Praying for you all, and grateful for your support!
Today is one of those sad days. It was preceded by happy days. I had stopped writing here for awhile because things were going along fairly smoothly and I was happy to take a break from defining myself as “the mother of an addict.” But here I am again.
Today my ex husband discovered that there were checks missing from his checkbook. He called the bank and yes, indeed, my addict son had stolen checks from his dad and written them to himself and cashed them. Then my ex realized he had a box of checks up in his closet. He took a look for them and found that one whole set of checks was missing. He called the bank and closed his account. It’s a sad day.
My son called and cried when he realized we knew. There are two of him. The real one and the addict. And we see who’s winning.
My prayers are continual. And I feel like … I feel like my son has died, and yet there can be no funeral. As if he has been kidnapped maybe; only there is no ransom we can pay to get him back.
I was sure I posted about this several days ago.

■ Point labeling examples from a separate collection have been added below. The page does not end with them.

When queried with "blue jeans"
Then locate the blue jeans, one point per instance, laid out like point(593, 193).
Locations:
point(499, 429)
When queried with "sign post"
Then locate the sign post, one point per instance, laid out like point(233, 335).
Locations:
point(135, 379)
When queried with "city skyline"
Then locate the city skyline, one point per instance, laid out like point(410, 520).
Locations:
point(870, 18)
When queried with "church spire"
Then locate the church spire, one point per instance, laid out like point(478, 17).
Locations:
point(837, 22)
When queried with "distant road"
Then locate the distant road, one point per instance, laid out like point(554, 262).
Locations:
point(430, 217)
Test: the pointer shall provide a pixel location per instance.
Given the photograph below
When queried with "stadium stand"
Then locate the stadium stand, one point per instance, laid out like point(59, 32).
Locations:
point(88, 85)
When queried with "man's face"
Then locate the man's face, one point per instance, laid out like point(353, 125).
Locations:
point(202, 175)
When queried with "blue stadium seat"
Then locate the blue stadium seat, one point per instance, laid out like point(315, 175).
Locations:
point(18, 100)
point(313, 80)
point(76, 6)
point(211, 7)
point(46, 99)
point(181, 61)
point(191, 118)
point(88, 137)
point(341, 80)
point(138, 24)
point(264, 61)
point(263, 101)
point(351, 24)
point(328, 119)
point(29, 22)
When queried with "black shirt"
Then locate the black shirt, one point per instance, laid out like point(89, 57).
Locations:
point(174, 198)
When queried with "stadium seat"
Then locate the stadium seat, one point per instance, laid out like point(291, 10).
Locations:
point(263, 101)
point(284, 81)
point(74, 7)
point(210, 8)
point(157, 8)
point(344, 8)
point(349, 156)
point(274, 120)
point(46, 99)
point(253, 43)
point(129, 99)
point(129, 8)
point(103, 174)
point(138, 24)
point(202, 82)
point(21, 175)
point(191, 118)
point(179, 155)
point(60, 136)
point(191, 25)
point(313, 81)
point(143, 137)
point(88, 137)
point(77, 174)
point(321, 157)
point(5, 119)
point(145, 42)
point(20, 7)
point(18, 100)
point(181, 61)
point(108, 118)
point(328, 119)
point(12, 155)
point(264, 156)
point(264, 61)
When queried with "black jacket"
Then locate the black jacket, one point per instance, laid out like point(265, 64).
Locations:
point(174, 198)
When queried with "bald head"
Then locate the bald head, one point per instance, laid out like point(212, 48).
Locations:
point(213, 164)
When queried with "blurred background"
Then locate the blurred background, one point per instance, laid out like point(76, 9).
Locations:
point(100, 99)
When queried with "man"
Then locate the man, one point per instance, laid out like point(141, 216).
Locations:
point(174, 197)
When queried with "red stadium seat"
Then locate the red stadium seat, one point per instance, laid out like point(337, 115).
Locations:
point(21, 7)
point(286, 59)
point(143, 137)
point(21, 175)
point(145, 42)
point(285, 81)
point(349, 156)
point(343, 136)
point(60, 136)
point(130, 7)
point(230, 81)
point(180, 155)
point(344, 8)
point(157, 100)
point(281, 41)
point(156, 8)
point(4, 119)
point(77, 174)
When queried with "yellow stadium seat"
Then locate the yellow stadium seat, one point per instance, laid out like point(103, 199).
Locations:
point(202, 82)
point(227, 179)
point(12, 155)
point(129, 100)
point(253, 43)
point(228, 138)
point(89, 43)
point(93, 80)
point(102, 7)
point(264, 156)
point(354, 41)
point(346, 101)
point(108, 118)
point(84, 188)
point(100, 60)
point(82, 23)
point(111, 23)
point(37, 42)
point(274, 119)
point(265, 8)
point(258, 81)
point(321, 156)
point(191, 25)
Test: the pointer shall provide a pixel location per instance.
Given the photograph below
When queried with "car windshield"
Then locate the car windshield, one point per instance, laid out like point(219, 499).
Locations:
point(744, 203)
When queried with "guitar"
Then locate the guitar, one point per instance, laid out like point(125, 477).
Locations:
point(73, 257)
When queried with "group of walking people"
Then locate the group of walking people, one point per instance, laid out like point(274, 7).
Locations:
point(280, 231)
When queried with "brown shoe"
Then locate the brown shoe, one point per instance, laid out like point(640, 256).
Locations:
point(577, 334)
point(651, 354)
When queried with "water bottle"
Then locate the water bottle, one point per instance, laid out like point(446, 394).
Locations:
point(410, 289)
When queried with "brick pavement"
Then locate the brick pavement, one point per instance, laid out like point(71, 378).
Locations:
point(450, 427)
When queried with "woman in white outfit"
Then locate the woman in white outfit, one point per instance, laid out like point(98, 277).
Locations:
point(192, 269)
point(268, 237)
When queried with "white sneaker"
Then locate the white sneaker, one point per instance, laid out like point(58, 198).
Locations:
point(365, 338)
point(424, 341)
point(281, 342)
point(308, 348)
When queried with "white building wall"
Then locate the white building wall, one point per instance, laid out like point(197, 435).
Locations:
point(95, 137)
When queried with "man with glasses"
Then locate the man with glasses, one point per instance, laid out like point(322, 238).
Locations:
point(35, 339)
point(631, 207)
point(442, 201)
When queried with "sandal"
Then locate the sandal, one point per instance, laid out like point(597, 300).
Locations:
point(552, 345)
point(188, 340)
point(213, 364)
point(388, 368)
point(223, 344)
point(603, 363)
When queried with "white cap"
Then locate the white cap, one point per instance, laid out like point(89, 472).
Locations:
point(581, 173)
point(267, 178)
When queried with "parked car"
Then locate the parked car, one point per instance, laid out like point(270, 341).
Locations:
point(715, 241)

My addict son relapsed. Truth: he relapsed the day after he got home from rehab. I found him in the garage, needle in hand, Monday night. I told him to leave. It makes me sick — his shooting up, being out on the street, the lies, my boy…gone. I feel like my son is dead. I am emotionally shut off from him and I don’t know how to love him.
What happens now?
Prayer is all I have left where he is concerned. And I know that God can heal all things, is stronger than all things, and loves my boy more than I do. Prayer is all I have.